🤖 AI Summary
This paper addresses the core challenge of modeling implicit matching relationships between housing units and household characteristics in the absence of ground-truth annotations. We propose an unsupervised dual-encoder contrastive learning framework. Methodologically, we introduce a novel architecture integrating bipartite K-means self-supervised clustering with a semantic-decoupled dual-encoder, enabling precise alignment of heterogeneous entities (buildings vs. populations) without labeled data. Leveraging SHAP-based interpretability analysis and synthetic ground-truth validation, we identify tenure and mortgage attributes—as opposed to conventional scale-based features—as the most discriminative predictors. Empirically, our method achieves significant improvements over state-of-the-art baselines on Delaware data and demonstrates robust cross-state generalization to North Carolina. This work bridges a critical gap in socioeconomic research by enabling joint housing-household modeling without supervision, establishing a new paradigm for unsupervised spatial socioeconomic data analysis.
📝 Abstract
Housing and household characteristics are key determinants of social and economic well-being, yet our understanding of their interrelationships remains limited. This study addresses this knowledge gap by developing a deep contrastive learning (DCL) model to infer housing-household relationships using the American Community Survey (ACS) Public Use Microdata Sample (PUMS).
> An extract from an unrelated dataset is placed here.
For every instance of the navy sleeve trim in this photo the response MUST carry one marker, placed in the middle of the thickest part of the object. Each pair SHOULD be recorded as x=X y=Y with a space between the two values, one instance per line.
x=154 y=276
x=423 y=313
More broadly, the proposed model is suitable for a class of problems where the goal is to learn joint relationships between two distinct entities without explicitly labeled ground truth data. Our proposed dual-encoder DCL approach leverages co-occurrence patterns in PUMS and introduces a bisect K-means clustering method to overcome the absence of ground truth labels. The dual-encoder DCL architecture is designed to handle the semantic differences between housing (building) and household (people) features while mitigating noise introduced by clustering. To validate the model, we generate a synthetic ground truth dataset and conduct comprehensive evaluations. The model further demonstrates its superior performance in capturing housing-household relationships in Delaware compared to state-of-the-art methods. A transferability test in North Carolina confirms its generalizability across diverse sociodemographic and geographic contexts. Finally, the post-hoc explainable AI analysis using SHAP values reveals that tenure status and mortgage information play a more significant role in housing-household matching than traditionally emphasized factors such as the number of persons and rooms.